Liber amoricum in honour of Lord Slynn of Hadley, Vol.I: Judicial review in European Union law

Author (Person)
Publisher
Publication Date 2000
ISBN 90-411-1372-X (Vol.I)
Content Type

Book abstract:

This volume is published in honour of Lord Slynn of Hadley. Appellate judges from Australia, Canada, Finland, France, Germany, Norway, India, Israel, the Netherlands, New Zealand and the United States, have joined with savants from the International Court, the Court of Human Rights, the International Trade Organisation, the Foreign Office and the Universities of Oxford, London and Cambridge, amongst others to fill this and other volumes in his honour.

Gordon Slynn was called to the Bar by Gray's Inn in 1956 where he practised in commercial and common law before being appointed first as Junior Counsel to the Ministry of Labour and then as Junior Counsel to the Treasury. In 1981, on the recommendation of Lord Hailsham and on nomination of the then government he was appointed Advocate General to the European Court of Justice. In 1988, as Advocate General, he was appointed a Judge of the European Court of Justice until in 1992 he returned to the main stream of the English judicial system as a Lord of Appeal in Ordinary and life peer, taking his seat in the House of Lords as Lord Slynn of Hadley. This appointment was in recognition of his success at Luxembourg and also a demonstration of the determination of the UK to assimilate European Law at the highest judicial level.

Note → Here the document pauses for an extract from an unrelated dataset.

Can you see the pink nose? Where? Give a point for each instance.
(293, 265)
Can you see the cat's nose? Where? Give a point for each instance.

Contributors to the volume discuss their personal memories and experiences of Gordon Slynn and each presents an essay on some aspect that is closely allied with Lord Slynn's work. The volume is split into five parts. Part one, 'The European Court of Justice and the Court of First Instance', includes a look at the judge-made law of the European Community's Courts, the theory of interpretation and the Court of Justice, and a day in the life of a judge. Part two, 'Forms of judicial review before the European Courts', examines public interest litigation, reform of Article 234 procedure and preliminary rulings on the interpretation of mixed agreements. Part three, 'Forms of judicial protection in the European legal order', discusses the 'EU Human Rights Charter' and the Union legal order, fundamental rights in European Union law after the Treaty of Amsterdam and the sanction of Member States' serious violations of Community law.

Part four, 'European Law before the national courts', examines, among others, the attitudes of English, French and Italian courts towards European law. Finally, part five, 'Judicial review and substantive law', discusses competition appeals, collective dominance, judicial review of Commission decisions on state aids to airlines and the principles of subsidiarity and proportionality in Community social and employment law.